Share via


FAST Search Content SSA Architecture Demystified

I was recently working with a large enterprise customer trying to understand how they should design their FAST Search Content SSA architecture to handle their indexing throughput, indexing priority and high availability requirements for index freshness. Prior to this engagement, this element of the FAST Search architecture was largely a black box to me. From what I understood, all you needed to do was create a content SSA, define your data sources and let the system do its thing. Even for the large content scenario for FAST Search, the primary reason for multiple crawler components was to accommodate the throughput limitations of a single network interface. It wasn't  as though we would scale the "content SSA" to accommodate our content throughput requirements. After doing some surface-level research, I decided to dig deeper.

The FAST Search Content SSA is really just a logical, or abstract, component that encompasses all of the crawler components and the search service administration component. So, in order to scale and create a highly-available content SSA, we should look at those components.

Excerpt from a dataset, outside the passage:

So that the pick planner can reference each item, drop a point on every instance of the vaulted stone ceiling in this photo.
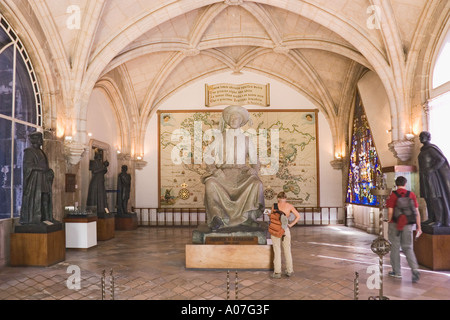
(145, 50)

The search service administration component is primarily just an abstraction on top of the search service configuration database. Unfortunately, the search service admin component does not provide any automatic failover mechanisms. If the server hosting the service goes down, so does your feeding (but not your search). However, it's just a few quick lines of PowerShell to bring it back up... and a backup server to bring it back up on, of course. 

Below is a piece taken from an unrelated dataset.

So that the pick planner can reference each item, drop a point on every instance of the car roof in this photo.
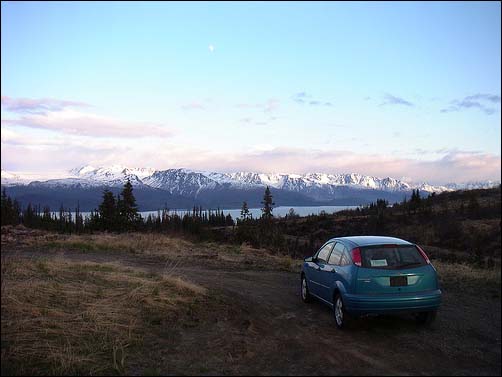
(357, 241)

For the search service configuration database itself, that's not my area of expertise. You should design your SQL infrastructure in the proper manner so that it is not your single point of failure using SQL best practices for high availability.

For the crawler components, their state is also stored in the crawler databases. If a server hosting a crawler component fails, the crawler can easily be restored by creating a new crawler component on another server and pointing it at your crawler database. Again, high availabiity for that database is outside the scope of my expertise but I'm sure the rest of the interwebs are filled with details.